3.  La décision de l’agent de rejeter la demande de permis de travail postdiplôme de la demanderesse était-elle raisonnable?

[22]  La demanderesse invoque un certain nombre d’arguments à l’appui de sa prétention selon laquelle la décision de l’agent était déraisonnable. J’ai examiné chacun des arguments de la demanderesse et évalué la décision de l’agent en fonction des critères d’admissibilité pour le Programme de permis de travail postdiplôme et de la norme de la décision raisonnable. Je conclus que la décision rendue par l’agent était raisonnable.

[23]  La demanderesse allègue d’abord que la décision de l’agent de refuser sa demande de permis de travail postdiplôme était déraisonnable, car elle ne respectait pas les critères d’admissibilité créés et publiés par Immigration, Réfugiés et Citoyenneté Canada. Elle allègue que les critères d’admissibilité étaient ambigus et exigeaient uniquement qu’elle présente sa demande dans les 90 jours suivant l’achèvement de ses études. Les critères n’exigeaient pas que la demande soit présentée dans les 90 jours suivant l’achèvement de ses études dans un établissement admissible.

[24]  J’estime que cet argument est sans fondement. Les critères d’admissibilité au permis de travail postdiplôme ne sont pas ambigus à cet égard. Les critères exposent d’abord la liste des établissements d’enseignement participant au Programme de permis de travail postdiplôme. La section suivante précise que le candidat doit présenter sa demande de permis de travail postdiplôme dans les 90 jours qui suivent la réception de la confirmation écrite de l’établissement d’enseignement qu’il a terminé avec succès le programme. Il ne fait aucun doute que la confirmation écrite en question doit avoir été reçue d’un établissement admissible (conformément à la liste qui figure immédiatement avant l’exigence de 90 jours), autrement, les critères d’admissibilité deviennent dénués de sens. Les deux exigences ne peuvent être lues de façon isolée.

[25]  La demanderesse se rapporte à la décision de cette cour dans Appidy c Canada (Citoyenneté et Immigration), 2015 CF 1356 (Appidy). Cependant, l’affaire ne soutient pas l’argument selon lequel une demande de permis de travail postdiplôme peut être présentée dans les 90 jours suivant l’obtention du diplôme décerné par un établissement d’enseignement, ce qui est l’essence de l’argument de la demanderesse. Le passage sur lequel se fonde la demanderesse est un extrait en soi des lignes directrices d’Immigration, Réfugiés et Citoyenneté Canada. Dans Appidy, la Cour ne traitait pas l’argument de la demanderesse. La question présentée à la Cour concernait plutôt la composante de l’apprentissage en ligne des études d’un demandeur particulier et consistait à déterminer si les cours suivis dans deux collèges de l’Ontario pourraient tous deux être pris en compte dans l’évaluation de l’admissibilité au permis de travail postdiplôme. La Cour a déterminé que les cours du demandeur dispensés par les deux collèges devaient être pris en compte pour déterminer l’admissibilité, car les cours suivis au premier collège étaient exigés pour ses études au second collège.

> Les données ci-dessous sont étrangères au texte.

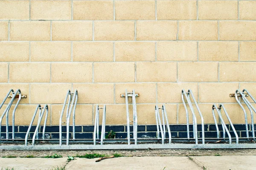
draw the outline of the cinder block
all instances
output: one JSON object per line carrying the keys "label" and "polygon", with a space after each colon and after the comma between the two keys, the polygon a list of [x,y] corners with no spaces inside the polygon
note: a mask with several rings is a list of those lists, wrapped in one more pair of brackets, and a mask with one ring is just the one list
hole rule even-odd
{"label": "cinder block", "polygon": [[239,88],[237,83],[199,83],[201,103],[236,103],[230,94],[235,93]]}
{"label": "cinder block", "polygon": [[177,22],[136,21],[136,40],[175,40]]}
{"label": "cinder block", "polygon": [[0,42],[0,61],[18,62],[29,61],[29,42]]}
{"label": "cinder block", "polygon": [[11,63],[9,81],[11,83],[49,83],[50,70],[49,63]]}
{"label": "cinder block", "polygon": [[189,89],[191,89],[198,101],[197,83],[157,83],[158,102],[182,103],[181,97],[182,89],[187,92]]}
{"label": "cinder block", "polygon": [[241,20],[256,20],[256,1],[239,1],[239,19]]}
{"label": "cinder block", "polygon": [[52,63],[52,82],[92,82],[93,65],[88,63]]}
{"label": "cinder block", "polygon": [[[22,98],[20,101],[20,104],[28,104],[29,103],[29,85],[25,84],[13,84],[13,83],[1,83],[0,84],[0,89],[1,89],[1,95],[0,95],[0,101],[2,102],[3,101],[4,97],[6,95],[7,93],[11,89],[13,89],[15,92],[20,89],[22,95],[26,95],[26,98]],[[5,104],[8,104],[10,101],[11,98],[8,98],[5,102]],[[13,104],[16,104],[18,100],[17,98],[14,99]],[[1,110],[3,112],[3,110]]]}
{"label": "cinder block", "polygon": [[238,43],[235,41],[200,41],[199,61],[238,61]]}
{"label": "cinder block", "polygon": [[31,42],[31,61],[71,61],[71,43],[69,42]]}
{"label": "cinder block", "polygon": [[157,61],[196,61],[195,41],[158,41],[157,42]]}
{"label": "cinder block", "polygon": [[71,84],[31,84],[30,102],[63,104],[68,89],[72,91]]}
{"label": "cinder block", "polygon": [[254,62],[220,63],[220,81],[255,81],[256,65]]}
{"label": "cinder block", "polygon": [[51,39],[51,23],[45,21],[10,22],[10,40],[47,41]]}
{"label": "cinder block", "polygon": [[[187,108],[189,114],[189,124],[193,123],[193,117],[192,113],[188,104],[186,104]],[[198,110],[195,104],[192,104],[193,108],[195,112],[195,114],[196,118],[196,120],[198,124],[198,127],[201,126],[201,117],[198,111]],[[201,111],[203,117],[204,118],[204,124],[214,124],[214,120],[212,116],[212,105],[211,104],[198,104],[198,107]],[[218,113],[215,111],[215,115],[216,119],[218,120]],[[185,107],[183,104],[179,104],[178,105],[178,123],[179,124],[186,124],[186,117]],[[204,130],[207,130],[205,129]]]}
{"label": "cinder block", "polygon": [[116,42],[115,61],[154,61],[155,46],[154,42]]}
{"label": "cinder block", "polygon": [[52,21],[52,40],[78,41],[93,39],[93,22],[87,21]]}
{"label": "cinder block", "polygon": [[114,102],[114,85],[111,84],[74,84],[78,92],[79,104],[112,104]]}
{"label": "cinder block", "polygon": [[240,42],[240,61],[256,61],[256,42]]}
{"label": "cinder block", "polygon": [[[136,103],[155,103],[156,84],[155,83],[129,83],[116,84],[116,103],[125,103],[125,98],[121,98],[121,94],[127,92],[132,92],[133,89],[136,93],[140,94],[140,97],[136,98]],[[132,103],[131,98],[128,98],[128,102]]]}
{"label": "cinder block", "polygon": [[[52,125],[58,125],[59,119],[63,105],[62,104],[52,105]],[[66,106],[62,121],[66,121],[66,115],[67,106]],[[92,104],[78,104],[76,109],[75,115],[75,124],[78,125],[91,125],[93,123],[93,105]],[[70,119],[70,125],[73,124],[73,112],[71,113]],[[63,125],[66,125],[63,124]]]}
{"label": "cinder block", "polygon": [[115,2],[116,20],[154,20],[155,1],[117,0]]}
{"label": "cinder block", "polygon": [[220,40],[256,40],[256,22],[223,21],[219,23]]}
{"label": "cinder block", "polygon": [[217,62],[178,63],[177,81],[218,81],[218,67]]}
{"label": "cinder block", "polygon": [[237,20],[237,2],[236,1],[200,0],[199,20]]}
{"label": "cinder block", "polygon": [[75,20],[113,20],[113,0],[79,0],[73,2]]}
{"label": "cinder block", "polygon": [[8,40],[8,21],[0,21],[0,41]]}
{"label": "cinder block", "polygon": [[94,40],[132,40],[134,32],[134,21],[94,22]]}
{"label": "cinder block", "polygon": [[137,63],[138,82],[176,82],[175,62],[140,62]]}
{"label": "cinder block", "polygon": [[196,20],[196,1],[158,0],[157,20]]}
{"label": "cinder block", "polygon": [[1,0],[0,20],[29,20],[29,0]]}
{"label": "cinder block", "polygon": [[132,82],[135,80],[133,62],[95,63],[94,82]]}
{"label": "cinder block", "polygon": [[218,22],[179,21],[178,40],[217,40]]}
{"label": "cinder block", "polygon": [[113,51],[112,42],[73,42],[73,61],[113,61]]}
{"label": "cinder block", "polygon": [[71,2],[69,0],[31,1],[30,19],[71,20]]}

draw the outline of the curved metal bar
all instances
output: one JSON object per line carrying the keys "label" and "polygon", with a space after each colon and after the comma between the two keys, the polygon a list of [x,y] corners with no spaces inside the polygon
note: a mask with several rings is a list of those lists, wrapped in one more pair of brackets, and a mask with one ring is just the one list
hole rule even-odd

[26]  À titre subsidiaire, la demanderesse allègue que le CCHS figurait et figure toujours sur le site Web d’Immigration, Réfugiés et Citoyenneté Canada en tant qu’établissement d’enseignement désigné. Dans son mémoire en réplique, la demanderesse soutient également qu’Immigration, Réfugiés et Citoyenneté Canada a énoncé, sans équivoque, que le CCHS, en tant qu’établissement d’enseignement désigné, était un établissement désigné aux fins du Programme de permis de travail postdiplôme.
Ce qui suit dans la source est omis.